Unread post by Farmgirl » Sat Nov 04, 2023 7:14 pm

cuck075 wrote:
Thu Nov 02, 2023 8:08 pm
Hello VHWs - My wife is very hot and sexy and we have had amazing sex for last 10 years, since last couple of months I have seen I rather ejaculate pretty soon and I can tell my wife wants more.. My dick is at 5.1" and okayish girth, but when we have sex she never makes the noises and moans she does with the 8" thick dildo I've got for her! We always roleplay mfm where I am talking to her that she is being fucked by a big penis and I have seen she gets horny and more wet then usual..

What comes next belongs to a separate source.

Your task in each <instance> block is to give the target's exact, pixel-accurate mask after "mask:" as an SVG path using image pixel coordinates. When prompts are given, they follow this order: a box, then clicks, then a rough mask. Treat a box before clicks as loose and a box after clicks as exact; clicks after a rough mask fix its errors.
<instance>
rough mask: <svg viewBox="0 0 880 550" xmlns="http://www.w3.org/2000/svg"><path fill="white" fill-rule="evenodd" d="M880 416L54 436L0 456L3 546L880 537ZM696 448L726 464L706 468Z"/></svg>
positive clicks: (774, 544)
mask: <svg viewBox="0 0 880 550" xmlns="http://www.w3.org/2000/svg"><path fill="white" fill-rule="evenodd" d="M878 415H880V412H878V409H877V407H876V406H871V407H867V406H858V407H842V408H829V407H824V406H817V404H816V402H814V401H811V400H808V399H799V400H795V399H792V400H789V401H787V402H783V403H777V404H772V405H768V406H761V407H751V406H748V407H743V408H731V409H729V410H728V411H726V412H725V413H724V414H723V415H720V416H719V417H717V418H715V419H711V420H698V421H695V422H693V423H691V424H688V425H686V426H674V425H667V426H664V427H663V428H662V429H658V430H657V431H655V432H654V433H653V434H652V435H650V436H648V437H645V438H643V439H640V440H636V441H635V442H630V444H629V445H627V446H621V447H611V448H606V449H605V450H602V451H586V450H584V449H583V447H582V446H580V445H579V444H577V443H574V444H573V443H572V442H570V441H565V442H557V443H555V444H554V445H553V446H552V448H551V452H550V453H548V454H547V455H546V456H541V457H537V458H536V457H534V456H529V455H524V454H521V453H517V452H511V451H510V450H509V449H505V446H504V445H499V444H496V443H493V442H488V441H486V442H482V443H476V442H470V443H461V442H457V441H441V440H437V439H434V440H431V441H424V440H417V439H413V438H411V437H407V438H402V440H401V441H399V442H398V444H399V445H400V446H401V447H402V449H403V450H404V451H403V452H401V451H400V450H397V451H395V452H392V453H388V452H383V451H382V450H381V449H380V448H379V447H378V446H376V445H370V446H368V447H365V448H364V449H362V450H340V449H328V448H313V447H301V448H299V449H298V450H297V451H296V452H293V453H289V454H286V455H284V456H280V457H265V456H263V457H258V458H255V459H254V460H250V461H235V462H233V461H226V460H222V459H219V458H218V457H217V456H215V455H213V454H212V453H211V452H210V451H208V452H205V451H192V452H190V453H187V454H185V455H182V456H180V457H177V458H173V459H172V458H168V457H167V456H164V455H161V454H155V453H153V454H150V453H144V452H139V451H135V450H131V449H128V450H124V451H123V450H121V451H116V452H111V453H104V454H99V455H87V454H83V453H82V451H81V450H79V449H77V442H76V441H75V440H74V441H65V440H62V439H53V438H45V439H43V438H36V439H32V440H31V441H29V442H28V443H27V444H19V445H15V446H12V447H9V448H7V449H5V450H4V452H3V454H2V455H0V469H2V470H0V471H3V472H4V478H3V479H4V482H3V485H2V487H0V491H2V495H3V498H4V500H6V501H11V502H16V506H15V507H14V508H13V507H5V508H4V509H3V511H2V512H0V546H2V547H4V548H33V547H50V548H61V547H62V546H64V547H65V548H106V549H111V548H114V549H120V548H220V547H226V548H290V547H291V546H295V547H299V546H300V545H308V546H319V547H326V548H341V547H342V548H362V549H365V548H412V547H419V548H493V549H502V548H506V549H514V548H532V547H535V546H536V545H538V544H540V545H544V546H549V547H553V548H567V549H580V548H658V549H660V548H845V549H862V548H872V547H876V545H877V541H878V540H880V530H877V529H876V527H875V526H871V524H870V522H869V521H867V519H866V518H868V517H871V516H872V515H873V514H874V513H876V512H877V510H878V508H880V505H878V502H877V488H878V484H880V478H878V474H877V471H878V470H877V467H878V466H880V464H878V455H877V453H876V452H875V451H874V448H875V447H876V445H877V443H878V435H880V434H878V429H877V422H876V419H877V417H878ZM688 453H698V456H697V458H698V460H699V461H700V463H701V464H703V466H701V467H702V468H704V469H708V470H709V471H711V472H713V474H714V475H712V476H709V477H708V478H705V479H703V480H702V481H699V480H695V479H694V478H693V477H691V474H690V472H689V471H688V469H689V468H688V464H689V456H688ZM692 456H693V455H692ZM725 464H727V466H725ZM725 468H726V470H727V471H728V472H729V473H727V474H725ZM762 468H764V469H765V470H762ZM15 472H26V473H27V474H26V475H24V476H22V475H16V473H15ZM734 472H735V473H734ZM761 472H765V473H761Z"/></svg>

She is a very traditional wife and conservative but when her pussy is on fire, she just wants it badly and my 5" isnt gonna cut it. I have watched numerous videos on Cukcoldsporn and I always fantasize my wife banging a hard bbc or bwc but my doubt is.. My wife is very emotional and she always likes having sex with emotions - will this cause any kind of attraction towards a potential bull? What about STDs or any other sexual diseases and how do you protect her against it?

Finally, I just want your suggestions on how shall I take the fantasizing about mfm we both do to something real as I constantly think that my self-esteem (especially related to my penis) has gone very low and any attempts to have sex turns into a 2-3 mins session whereas my wife easily goes 30-45mins full blown if I use a male desensitization spray.. Whenver I ask her during sex if she likes a big dick she always says yes so I am thinking there may be an opportunity here to let her explore her sexual side!

If you have real self-esteem issues, those need to be explored and fixed aside from Hotwifing. Hotwifing doesn't fix problems in a person or a marriage, it enhances an already good relationship. Work on yourself first, then you can talk to her openly about the LS.